A five distance theorem for Kronecker sequences

TL;DR

This paper generalizes the three distance theorem to higher dimensions, establishing upper bounds on the number of possible distances between points in Kronecker sequences modulo lattices, with results varying by dimension and Diophantine properties.

Contribution

It proves a five-distance upper bound in two dimensions for all sequences and almost surely attains this bound, extending the three distance theorem to higher dimensions with explicit bounds.

Findings

In 2D, at most 5 distances occur for all sequences.

Almost every sequence exhibits 5 distances infinitely often in 2D.

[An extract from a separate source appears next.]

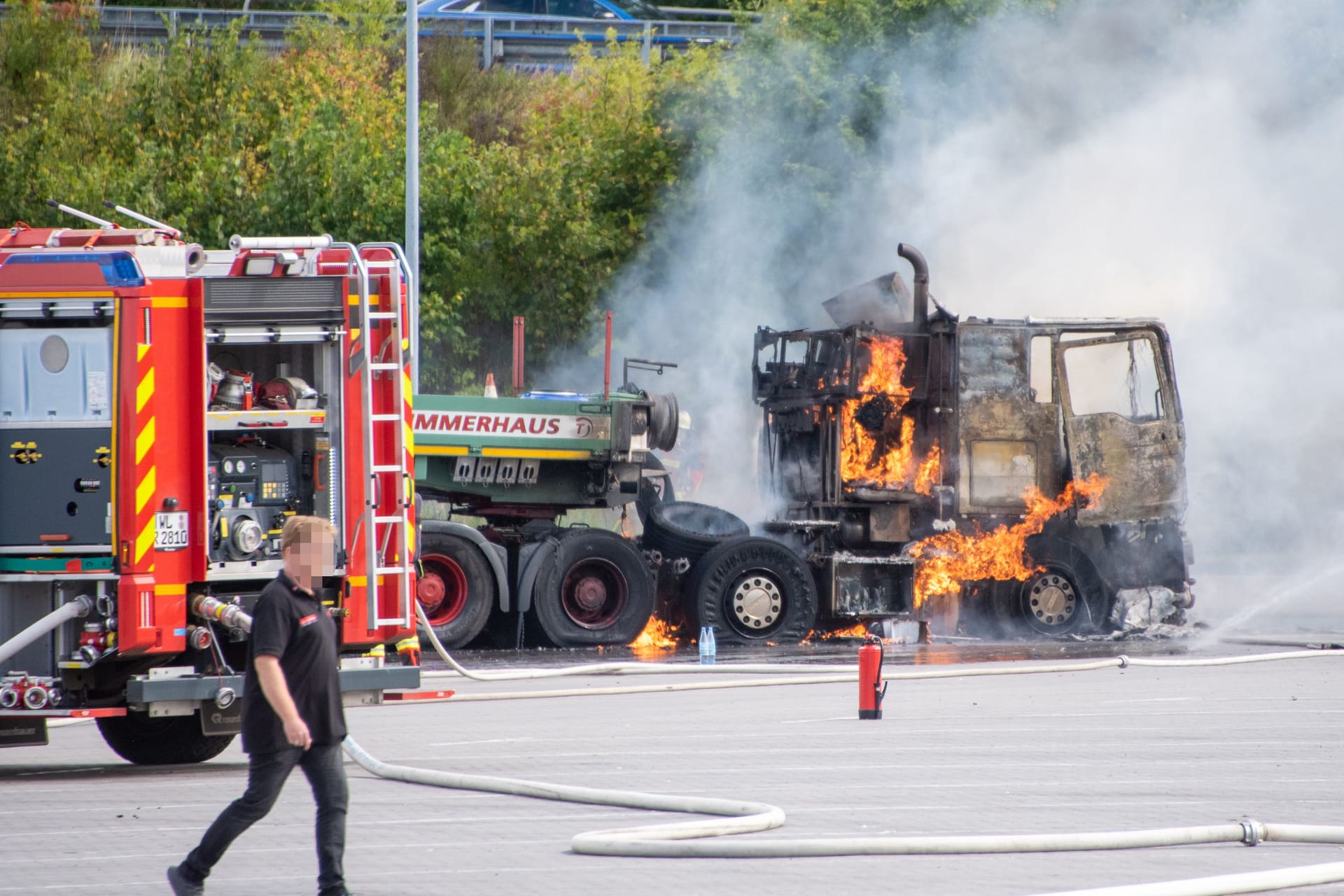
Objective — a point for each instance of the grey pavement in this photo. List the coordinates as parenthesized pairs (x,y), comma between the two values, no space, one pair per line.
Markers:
(1102,750)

Higher dimensions have explicit but less precise bounds, e.g., 13 in 3D.

Abstract

The three distance theorem (also known as the three gap theorem or Steinhaus problem) states that, for any given real number $\alpha$ and integer $N$, there are at most three values for the distances between consecutive elements of the Kronecker sequence $\alpha, 2\alpha,\ldots, N\alpha$ mod 1. In this paper we consider a natural generalisation of the three distance theorem to the higher dimensional Kronecker sequence $\vec\alpha, 2\vec\alpha,\ldots, N\vec\alpha$ modulo an integer lattice. We prove that in two dimensions there are at most five values that can arise as a distance between nearest neighbors, for all choices of $\vec\alpha$ and $N$. Furthermore, for almost every $\vec\alpha$, five distinct distances indeed appear for infinitely many $N$ and hence five is the best possible general upper bound. In higher dimensions we have similar explicit, but less precise, upper bounds. For instance in three dimensions our bound is 13, though we conjecture the truth to be 9. We furthermore study the number of possible distances from a point to its nearest neighbor in a restricted cone of directions. This may be viewed as a generalisation of the gap length in one dimension. For large cone angles we use geometric arguments to produce explicit bounds directly analogous to the three distance theorem. For small cone angles we use ergodic theory of homogeneous flows in the space of unimodular lattices to show that the number of distinct lengths is (a) unbounded for almost all $\vec\alpha$ and (b) bounded for $\vec\alpha$ that satisfy certain Diophantine conditions.